Inept Leadership

Inept Leadership

By

Leonard Zwelling

Readers of this blog know that I do not have a whole lot of respect for the current leadership of MD Anderson. I didn’t have much for the DePinho Administration either and many of the current crew are holdovers still trying to get it right.

First, many of them do not have the professional qualifications for the jobs they hold.

Second, they have repeatedly demonstrated an inability to make clear judgments as to matters of great importance to the faculty such as professionalism, shared governance, and burnout.

Now we have the on-going saga of Dr. Lin, the young faculty member, up against the giant of administrative power, Dr. Sharma, in an argument over academic credit for a research idea and subsequent observations in publications as well as charges of plagiarism on the part of Dr. Sharma.

In this tussle that has been on-going since 2021, MD Anderson chose to farm out the determination of authorship to an outside law firm who, of course, sided with Dr. Sharma, professor and wife of a Nobel laureate. Cleverly, Dr. Lin employed a better judge of research misconduct, Dr. Alan Price, a former member of the federal Office of Research Integrity who this blogger knows well and can vouch for his expertise and, dare I say it, integrity. Dr. Price found no supporting evidence of plagiarism by Dr. Lin. Questions of inappropriate behavior and bullying by Dr. Sharma have yet to be addressed by a third party in or out of MD Anderson as far as the public record goes.

So now it appears we have dueling experts in a case that is clearly one of alleged research misconduct that should have been handled by the institutional Research Integrity Officer, not an outside law firm. The blame for this I put squarely at the feet of Dr. Pisters whose answer to most quandaries is the use of an outside law firm. Given the vast number of lawyers at his disposal who he is already paying as well as a well-defined policy to handle allegations of research misconduct internally, I have to conclude that the leadership of MD Anderson is fully inept and has now allowed this dispute to spill into Harris County court simply because the leadership could not resolve what should have been a relatively straight-forward problem.

I served as the Research Integrity Officer for MD Anderson from 1995 through 2007. I weathered several re-writes of the policy that governs allegations for research misconduct and how inquiries and investigations ought to go. The processes are faculty controlled as they involve the faculty uniquely most of the time. Involving outside attorneys who are being paid by the institution guarantees that the attorneys will side with the institution. They are hardly unbiased arbiters of the truth.

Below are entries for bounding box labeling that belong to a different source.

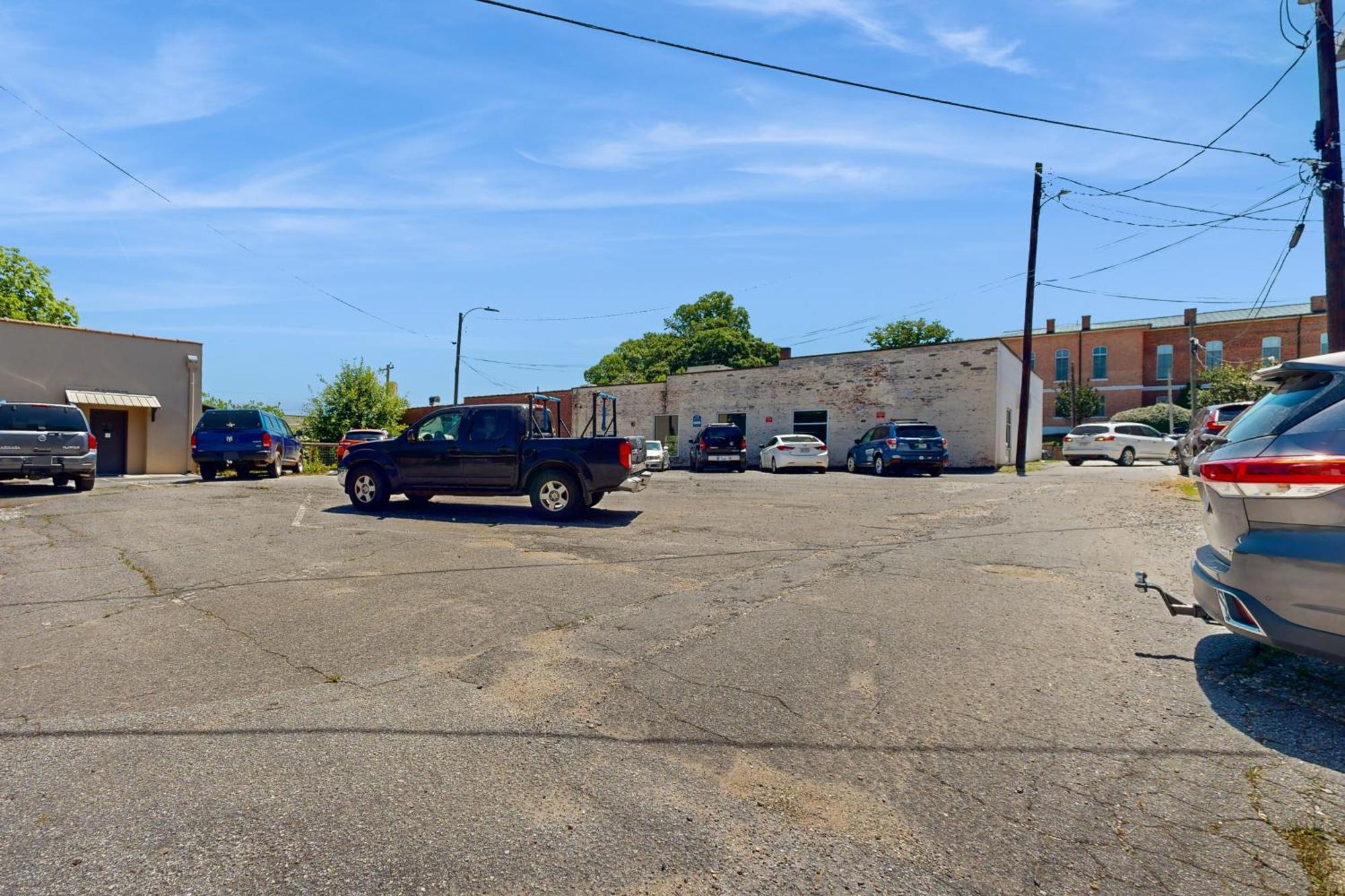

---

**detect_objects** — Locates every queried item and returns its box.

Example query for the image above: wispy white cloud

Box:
[693,0,913,52]
[931,26,1032,74]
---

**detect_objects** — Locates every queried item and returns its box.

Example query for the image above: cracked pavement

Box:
[0,464,1345,896]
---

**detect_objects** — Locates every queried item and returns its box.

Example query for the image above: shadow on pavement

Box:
[1196,633,1345,771]
[323,498,643,529]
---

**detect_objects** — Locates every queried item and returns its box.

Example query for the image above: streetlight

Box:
[453,305,500,405]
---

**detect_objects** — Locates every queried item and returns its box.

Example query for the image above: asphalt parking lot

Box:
[0,464,1345,895]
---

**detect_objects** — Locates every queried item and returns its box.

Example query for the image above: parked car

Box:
[845,419,948,477]
[689,423,748,473]
[1169,352,1345,662]
[336,429,387,460]
[644,438,668,470]
[1177,401,1252,477]
[1063,422,1177,467]
[0,401,98,491]
[191,407,304,482]
[336,405,648,521]
[760,433,827,473]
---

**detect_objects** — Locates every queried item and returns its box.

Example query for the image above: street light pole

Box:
[453,305,499,405]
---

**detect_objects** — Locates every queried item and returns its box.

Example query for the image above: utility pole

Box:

I suggest that Dr. Pisters start over again with the institutional Research Integrity Officer. If that person cannot get this done, replace that person with someone who can. In 12 years, I never needed the resources of an outside law firm to resolve the various misconduct allegations I had to handle.

This is another example of a president unfit for his job who has appointed people equally ill-equipped to govern the faculty let alone oversee shared governance.

This is admittedly hard stuff. But it’s not impossible. And if it appears to be impossible, get people in place who are capable of doing it.

This is a clear case of power imbalance between a noted senior faculty member and an early career junior faculty member. Only other senior faculty should be adjudicating the issues here. That Dr. Pisters brought in an outside law firm is a clear indictment of his administrative infrastructure let alone his personal judgment. Changes are needed.

This case went way to far down the tracks because those in charge did not know what to do. Get people in place who do.